In June 2000, former UN weapons inspector, Scott Ritter, wrote in an arms journal that there was a good case to be made that Iraq was fundamentally disarmed. Ritter also pointed out that the 5-10% of what was unaccounted for did not translate into a production, storage and delivery system. They were basically disarmed. Of course focusing on disarming Iraq says nothing about our actions, intentions, weapons programs or other allies in the region, namely Israel. The facts are still telling.
In February 2001 Colin Powell publicly noted that Iraq was basically disarmed as well. This comment has always largely been suppressed. Again, another toss down the memory hole.
So now we have roughly a centuries worth of relevant historical context to consider when looking at the war and occupation of 2003. The claims that Saddam was a tyrant were no doubt true but a highly pertinent fact was constantly and conveniently left out: his worst crimes were largely concentrated in a particular time when he was our ally. That our hands were stained with blood, and that we had no credibility to speak on these matters was rarely mentioned.

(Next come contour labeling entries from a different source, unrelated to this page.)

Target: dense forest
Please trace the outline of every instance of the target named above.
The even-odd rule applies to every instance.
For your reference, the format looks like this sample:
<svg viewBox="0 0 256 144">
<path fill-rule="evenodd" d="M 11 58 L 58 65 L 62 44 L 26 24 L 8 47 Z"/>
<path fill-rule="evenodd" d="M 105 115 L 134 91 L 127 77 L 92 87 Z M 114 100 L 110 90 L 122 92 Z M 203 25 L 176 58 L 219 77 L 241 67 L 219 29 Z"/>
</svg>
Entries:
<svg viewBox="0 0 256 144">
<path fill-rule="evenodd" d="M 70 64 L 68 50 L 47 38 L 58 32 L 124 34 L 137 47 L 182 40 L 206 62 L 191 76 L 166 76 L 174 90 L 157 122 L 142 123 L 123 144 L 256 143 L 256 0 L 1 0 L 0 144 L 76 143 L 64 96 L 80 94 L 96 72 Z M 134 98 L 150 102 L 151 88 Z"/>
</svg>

The "single" issue of WMD was largely bogus even before US forces got in to confirm what Ritter had said years ago, or what the UN weapons inspectors were reporting in early March 2003.
Even now Bush claims Saddam refused to allow inspectors. Yet it was Hans Blix and Mohammed el Baradei who told the world on March 7, 2003 that their access was great and that they uncovered nothing.
Some might also want to remember the Katherine Gunn issue, where Ms. Gunn leaked memos showing that the US was spying on the UN Security Council to see which way the members would vote on a pending resolution to authorize force in Iraq. The illegal espionage program didn't elicit good results so the British pulled the vote out and the war was conducted in violation of not only the UN Charter, but the US Constitution as well.
Since the start of this blatant act of aggression we have seen more than one million people killed, countless millions more injured, over 4 million displaced due to ethnic cleansing, child malnutrition has doubled since the sanction regime, birth defects and cancer has increased due to our use of depleted uranium as a weapon, unemployment has reached levels as high as 75%, power is still not to pre-war levels, diseases like cholera have been re-introduced and the rights of women have gotten considerably worse.
To put this in perspective we would have to multiply the effects by twelve to get an idea of what it means to walk a mile in their shoes. And perhaps then we might want to throw them at ourselves, too.
Can you imagine how we would respond to an international crime that killed more than twelve million Americans?
Can you imagine how we would respond to an ethnic cleansing that disposed nearly 50 million Americans from their homes and neighborhoods?
So consider this history and the current living conditions of Iraqi's and ask yourself if throwing a pair of shoes is unreasonable. President Bush deserves much more than a pair of shoes thrown at him. He deserves to be held accountable for his crimes. The people of Iraq deserve justice.